The model — a three-layer Excel forecast
The classic daily forecast is built from 3 layers:
- Layer 1 (base): last year’s final, projected onto the arrival day. “Last year November 25 Saturday closed at 88%.”
- Layer 2 (speed correction): extrapolating the current pace curve to check-in. “We’re at 62% 7 days out now — the final can be projected from last year’s pace curve.”
- Layer 3 (manual corrections): the deviations known for that specific day. “This year there’s no conference like last year’s. −3 pp correction.”
The three layers combine, weighted, into a concrete forecast number. Let’s walk through it.
Layer 1: Last year’s final, projected onto the arrival day
The first step: what’s the last-year base? In lesson 18 (Same Point) we saw that last year’s calendar date isn’t necessarily the right comparable. Here we use the days-of-week aligned version.
Hotel Peaqplus City’s November 25 (Saturday) figures last year:
| Metric | Last year, November 25 (Saturday) |
|---|---|
| Occupancy (final) | 88% |
| Room-nights sold | 70 |
| Room revenue | EUR 9,240 |
| Average rate (ADR) | EUR 132 |
| RevPAR | EUR 116 |
So the “last-year base” is 88% occupancy, EUR 132 ADR. But we can’t take it over directly — several corrections are needed.
Correction 1.1: A 2- or 3-year average, where possible
A single year is noise-sensitive — a one-off event, unexpected weather, or a COVID effect can distort it. A more mature forecast rests on a 2-3 year average.
Hotel Peaqplus City’s November 25 (Saturday) figures for the last 3 years:
| Year | Occupancy | ADR | RevPAR |
|---|---|---|---|
| 3 years ago | 82% | EUR 118 | EUR 97 |
| 2 years ago | 85% | EUR 125 | EUR 106 |
| Last year | 88% | EUR 132 | EUR 116 |
| 3-year average | 85% | EUR 125 | EUR 106 |
The 3-year average is 85%, EUR 125, EUR 106 RevPAR — a touch more conservative than last year’s number.
Correction 1.2: Calendar shift
In lesson 18 we saw the calendar-shift trap. Black Friday (the last Friday of November) falls on a different date every year, so our late-November Saturday lands sometimes the weekend after Black Friday, sometimes in Black Friday week itself — and that’s a different demand pattern.
Using the days-of-week aligned logic from lesson 18, we take the comparable Saturday from each year:
| Year | The comparable Saturday’s position | Occupancy |
|---|---|---|
| 3 years ago | In Black Friday week (different pattern) | 82% |
| 2 years ago | The Saturday after Black Friday | 85% |
| Last year | The Saturday after Black Friday | 88% |
| This year (target) | The Saturday after Black Friday | — |
This year’s November 25 is the Saturday after Black Friday — which matches the position of last year and 2 years ago, but differs from 3 years ago: then the late-November Saturday fell in Black Friday week itself. For a city hotel that’s typically weaker (guests stay home to shop) — hence the 82%, the lowest of the three.
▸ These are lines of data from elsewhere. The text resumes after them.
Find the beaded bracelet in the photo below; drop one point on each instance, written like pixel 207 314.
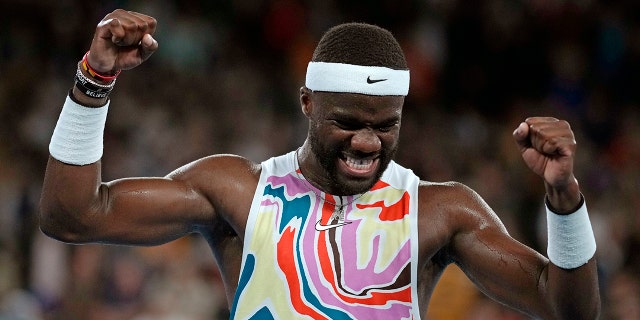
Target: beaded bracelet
pixel 92 88
pixel 94 73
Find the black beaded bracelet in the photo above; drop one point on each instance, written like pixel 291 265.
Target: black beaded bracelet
pixel 92 88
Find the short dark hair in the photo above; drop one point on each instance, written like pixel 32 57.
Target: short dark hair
pixel 360 44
Since it’s not comparable to this year’s “Saturday after Black Friday,” we drop the 3-years-ago value and lean on the two genuinely comparable years:
Layer 1 base (2-year comparable average): (88 + 85) / 2 = 86.5% occupancy, (132 + 125) / 2 = EUR 128.5 ADR.
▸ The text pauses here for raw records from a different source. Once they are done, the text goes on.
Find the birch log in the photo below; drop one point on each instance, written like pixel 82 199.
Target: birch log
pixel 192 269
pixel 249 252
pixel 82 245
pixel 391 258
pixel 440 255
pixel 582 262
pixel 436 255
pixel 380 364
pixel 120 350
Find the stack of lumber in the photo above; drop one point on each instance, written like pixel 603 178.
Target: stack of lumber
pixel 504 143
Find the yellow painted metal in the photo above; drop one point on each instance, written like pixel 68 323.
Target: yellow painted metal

Layer 2: Pickup-trend extrapolation
Layer 1 gives only the “last-year base” — it doesn’t account for the current pace situation. That’s where Layer 2 comes in: we project occupancy from the pace curve to check-in. Two classic methods:
Method A: Proportional pace extrapolation
We look at how far ahead we stand versus the 2-year average at the same-point, and project that proportionally onto the final.
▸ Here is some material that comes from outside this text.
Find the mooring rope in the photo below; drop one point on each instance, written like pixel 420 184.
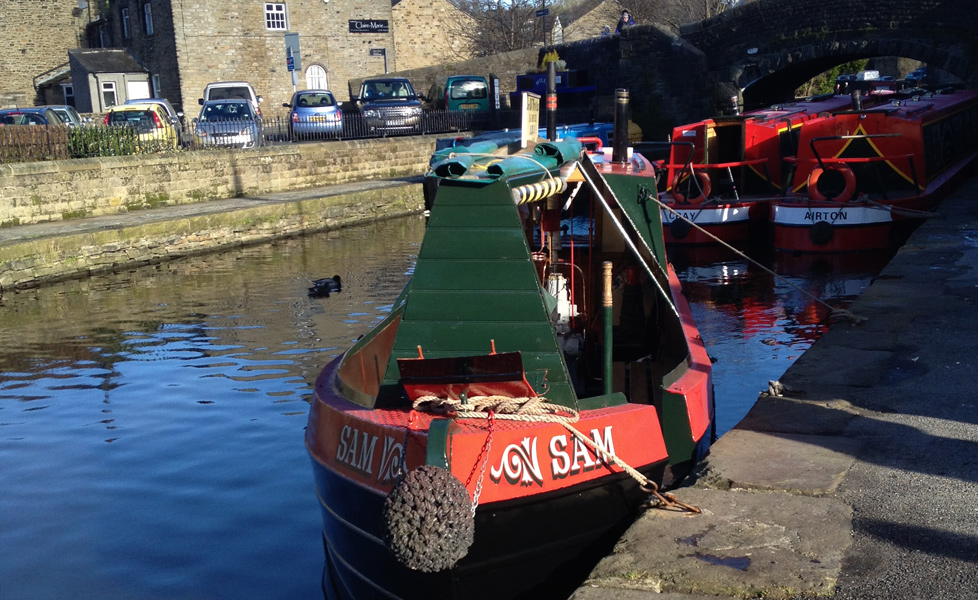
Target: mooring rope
pixel 539 410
| Metric | This year (7 days out) | 2-year average (7 days out) | Difference |
|---|---|---|---|
| OTB occupancy | 62% | 58% | +4 pp (+6.9%) |
The extrapolation: 86.5% (Layer 1 base) × 1.069 (pace lead) = 92.5%.
This is a linear extrapolation — it assumes the pace lead stays proportional to check-in. That isn’t always true, but as a first approximation it’s fine.
Method B: Incremental pickup projection
The finer method: instead of extrapolating proportionally, we estimate the remaining pickup.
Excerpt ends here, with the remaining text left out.